Ford Dearborn Master Plan
A re-imagining of Ford’s global epicenter

2017–2019

Interior Architecture, Landscape Architecture, Architecture

Introduction

Ford Motor Company has unveiled a Master Plan to transform its Research & Engineering (R&E) Center and greater Dearborn campus in Southeast Michigan. As the result of Ford’s 2-year research and planning process, created in partnership with Snøhetta as lead architect, master planner, and landscape architect, the Master Plan re-imagines the broader Dearborn campus as Ford’s global epicenter through empowered workplaces, productive landscapes, smart technology and versatile mobility systems.

Building off an extensive, year-long interview process with over 40 different employee focus groups and previous masterplanning studies conducted by Ford, the Master Plan is a direct response to the needs expressed by Ford employees and their interconnected communities.

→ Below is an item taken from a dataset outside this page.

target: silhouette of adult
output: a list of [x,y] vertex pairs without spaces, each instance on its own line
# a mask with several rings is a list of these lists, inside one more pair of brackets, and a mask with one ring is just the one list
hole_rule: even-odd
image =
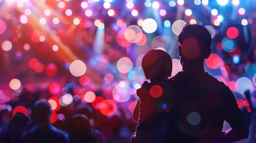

From these leadership and employee studies, a conceptual framework for the Master Plan emerged, one that conceives of Ford’s natural and built environments, employees, neighboring communities, and the movement between them as symbiotic parts of one Ford ‘ecosystem.’

Technical details

Typologies
Renovation & Expansion, Sustainability, Master Planning, Workspace
Status
Completed
Location
Dearborn, Michigan, USA
Scope
Design Architect, Design Landscape Architect, Interior Architect

The Master Plan proposes a central campus hub at the R&E site’s northwest corner—closest to West Dearborn, regional transit, and The Henry Ford Museum. Concentrating building density will enable more than double the number of employees to be one day located at R&E from roughly 11,000 today to more than 20,000 upon full realization of the master plan, supporting greater knowledge exchange, collaboration, and informal social interaction through heightened proximity and connectivity.

Movement within this core campus is pedestrian-focused and transit-rich, connected directly to amenities and key adjacencies and networked through a shared transportation loop, limiting personal vehicular access to the site’s perimeter.

Ford’s employees that are currently dispersed throughout Dearborn and southeast Michigan will be consolidated in state-of-the-art research and production spaces that facilitate the easy flow and circulation of ideas and catalyze opportunities for collaboration, co-location, and therefore, efficient product innovation.

The Master Plan’s response to the site’s core mobility, site, and architectural systems was driven by the need for consolidated and interconnected workplaces; ecological thinking about the landscape that creates habitat for people, flora, and fauna in equal measure; and intelligent campus mobility systems that will evolve over time.

Destination conference rooms and inspiring meeting spaces provide opportunities for on-campus retreats, offering connected outdoor environments and pavilions that people can use across all four seasons.